Friday, August 05, 2005

Some Notes on the Phenomenology of the Starbucks

It is often said that certain places are all the same. One of the unashamedly (non)-distinguishing features of a place like Starbucks is that it remains the same despite its spatial location. Orientation and continuity are afforded in a foreign city by knowing what qualities imbue the coffee house in advance. Against the backdrop of unfamiliarity, familiarity is conceived as the indissoluble motifs and identical pastel colours of Starbucks are encountered. In such a situation, we can pretend to be anywhere whilst simultaneously being somewhere.

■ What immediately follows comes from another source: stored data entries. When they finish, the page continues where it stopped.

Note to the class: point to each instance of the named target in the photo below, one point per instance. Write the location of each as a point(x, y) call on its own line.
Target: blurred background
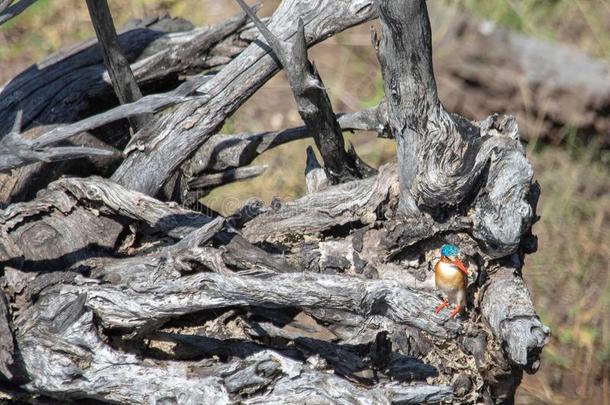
point(569, 275)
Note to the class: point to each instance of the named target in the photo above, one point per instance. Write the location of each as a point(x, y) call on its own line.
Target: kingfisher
point(450, 277)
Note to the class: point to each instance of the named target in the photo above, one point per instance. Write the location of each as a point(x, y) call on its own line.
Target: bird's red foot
point(455, 311)
point(440, 306)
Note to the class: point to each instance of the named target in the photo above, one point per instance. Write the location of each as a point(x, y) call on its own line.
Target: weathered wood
point(228, 176)
point(312, 101)
point(176, 138)
point(551, 88)
point(442, 157)
point(222, 152)
point(9, 10)
point(123, 81)
point(116, 296)
point(72, 339)
point(7, 346)
point(517, 324)
point(15, 151)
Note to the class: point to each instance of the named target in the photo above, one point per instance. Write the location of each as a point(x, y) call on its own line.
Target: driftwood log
point(114, 289)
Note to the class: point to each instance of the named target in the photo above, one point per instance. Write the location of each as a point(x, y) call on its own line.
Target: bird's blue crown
point(450, 250)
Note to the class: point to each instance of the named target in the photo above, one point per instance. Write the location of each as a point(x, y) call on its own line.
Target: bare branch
point(228, 176)
point(175, 139)
point(123, 81)
point(16, 151)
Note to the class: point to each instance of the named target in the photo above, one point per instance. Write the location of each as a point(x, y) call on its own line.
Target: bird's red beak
point(460, 265)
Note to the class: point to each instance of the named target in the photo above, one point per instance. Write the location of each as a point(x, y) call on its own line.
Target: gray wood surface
point(109, 293)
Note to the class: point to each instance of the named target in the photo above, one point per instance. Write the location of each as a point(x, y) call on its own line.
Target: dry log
point(9, 10)
point(116, 296)
point(74, 82)
point(123, 81)
point(312, 101)
point(174, 139)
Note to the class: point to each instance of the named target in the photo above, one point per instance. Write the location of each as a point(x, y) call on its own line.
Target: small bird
point(450, 278)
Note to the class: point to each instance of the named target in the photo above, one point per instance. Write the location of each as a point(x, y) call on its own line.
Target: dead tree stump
point(114, 290)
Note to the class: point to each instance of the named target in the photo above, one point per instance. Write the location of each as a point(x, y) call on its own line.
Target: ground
point(568, 276)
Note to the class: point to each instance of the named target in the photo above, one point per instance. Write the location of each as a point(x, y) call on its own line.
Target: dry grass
point(568, 276)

So long as the outside remains excluded, then Starbucks thus aspires to universality in its interior spatiality. Avoiding an indeterminate idiosyncrasy, which would harbour a discontinuity between individual stores, (though being careful not to sacrifice the impression of being inviting and moreover localized), Starbucks thus falls from a particularized distinctiveness. Instead, it fulfils Edward Casey’s definition of site as “having no internal differentiations with respect to material constitution” and so “levelled down to the point of being definable solely in terms of distances between ‘positions’ which are established on its surface and which exist strictly in relation to one another.” That they are often confused with one another only emphasizes their supposed vacuity and so reinforces their presence, not as a place, but as a site. Yet, despite this vacuity, must their capacity to retain, enhance and sustain memory be undermined?

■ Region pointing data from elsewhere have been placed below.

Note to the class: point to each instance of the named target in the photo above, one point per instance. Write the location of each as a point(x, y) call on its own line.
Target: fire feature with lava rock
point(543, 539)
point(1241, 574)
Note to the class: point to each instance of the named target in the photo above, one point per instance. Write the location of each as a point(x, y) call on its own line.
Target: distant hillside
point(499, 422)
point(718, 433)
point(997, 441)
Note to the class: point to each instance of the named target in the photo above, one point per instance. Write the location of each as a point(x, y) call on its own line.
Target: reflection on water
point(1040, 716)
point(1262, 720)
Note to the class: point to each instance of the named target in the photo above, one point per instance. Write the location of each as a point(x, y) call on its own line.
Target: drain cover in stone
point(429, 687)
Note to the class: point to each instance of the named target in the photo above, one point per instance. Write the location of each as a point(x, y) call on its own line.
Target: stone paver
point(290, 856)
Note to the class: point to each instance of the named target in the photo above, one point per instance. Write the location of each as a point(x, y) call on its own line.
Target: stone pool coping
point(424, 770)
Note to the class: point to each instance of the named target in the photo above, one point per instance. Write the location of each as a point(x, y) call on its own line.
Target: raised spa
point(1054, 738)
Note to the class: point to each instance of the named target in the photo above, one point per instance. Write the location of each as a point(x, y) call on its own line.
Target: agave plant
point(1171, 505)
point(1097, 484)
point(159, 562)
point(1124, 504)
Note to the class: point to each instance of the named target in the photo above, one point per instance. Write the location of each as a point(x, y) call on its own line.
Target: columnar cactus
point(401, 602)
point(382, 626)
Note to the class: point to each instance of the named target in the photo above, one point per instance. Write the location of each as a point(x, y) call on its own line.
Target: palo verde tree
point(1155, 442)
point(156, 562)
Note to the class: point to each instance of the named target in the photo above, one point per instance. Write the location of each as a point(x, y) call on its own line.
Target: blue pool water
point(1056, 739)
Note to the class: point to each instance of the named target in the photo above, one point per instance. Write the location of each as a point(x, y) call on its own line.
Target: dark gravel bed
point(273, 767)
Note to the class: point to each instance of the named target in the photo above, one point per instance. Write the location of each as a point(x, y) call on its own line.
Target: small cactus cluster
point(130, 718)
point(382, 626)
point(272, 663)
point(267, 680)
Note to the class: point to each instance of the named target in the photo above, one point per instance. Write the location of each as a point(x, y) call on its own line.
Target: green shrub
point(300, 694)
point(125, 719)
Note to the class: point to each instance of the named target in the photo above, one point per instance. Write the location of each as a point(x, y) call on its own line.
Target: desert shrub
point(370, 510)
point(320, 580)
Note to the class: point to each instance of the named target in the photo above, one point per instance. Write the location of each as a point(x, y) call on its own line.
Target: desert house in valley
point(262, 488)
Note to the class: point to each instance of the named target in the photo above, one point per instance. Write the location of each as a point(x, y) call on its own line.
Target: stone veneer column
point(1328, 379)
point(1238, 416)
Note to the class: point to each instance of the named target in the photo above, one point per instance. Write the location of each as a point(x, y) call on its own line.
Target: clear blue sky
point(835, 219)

The resistance against homogeneous site (partly Augé’s non-place, partly Foucault’s ‘other space’) is invariably bound with the apparent conflict between spatial variation and mass produced space. This is embodied in the myth of Simonides. In a labyrinth, very little is remembered and disorientation is gained as one dead end meets another. Further, a place which fails to house obvious distinctions will lost sequentiality and instead promote uniformity. That uniformity lessens the potential for memorability is logical insofar as memorable place relies on “distinct potencies” to preserve memory. A multiplicity of diverse attributes might well furnish a place with the means to house memory (Bachelard: “if the house is a bit elaborate…our memories have refuges that are all the more clearly delineated.”), but this does not entail that an indistinct location is incapable of housing memories.

Casey speaks of ‘points of attachments’. This is how place becomes the vessel for memories. The “efficacious cues for remembering”, manifest themselves as particular features which counter the inanimate half-life status of the site. Thus: site – I prefer to think in terms of a parking lot – becomes place through the imposition of definite features on it. It is, as it were, a subtraction (or negation) of site which implicates place. A characterful site is an intimate one which allows us to be familiar with it. The standardization of Starbucks withdraws its placelessness (homliness tends to evade it) only through a partial or complete destruction of what constitutes that standardization. In the meantime, it remains uncanny. A site which aspires to ‘enforced inclusion’ necessarily falters. But in the aspiration, an ersatz sense of home is conceived. Points of attachment, however, need not be involved in a rhetoric of presence. To think otherwise is dogma. Casey, for instance, is keen to suggest that only individuation constitutes a presence in its own right. Site disproves this as the leveling down of variegation constitutes a presence of its own. In short, diversity is often a negation not only an addition. Often, it is the emptiest vessel which proves most fertile in terms of remembrance.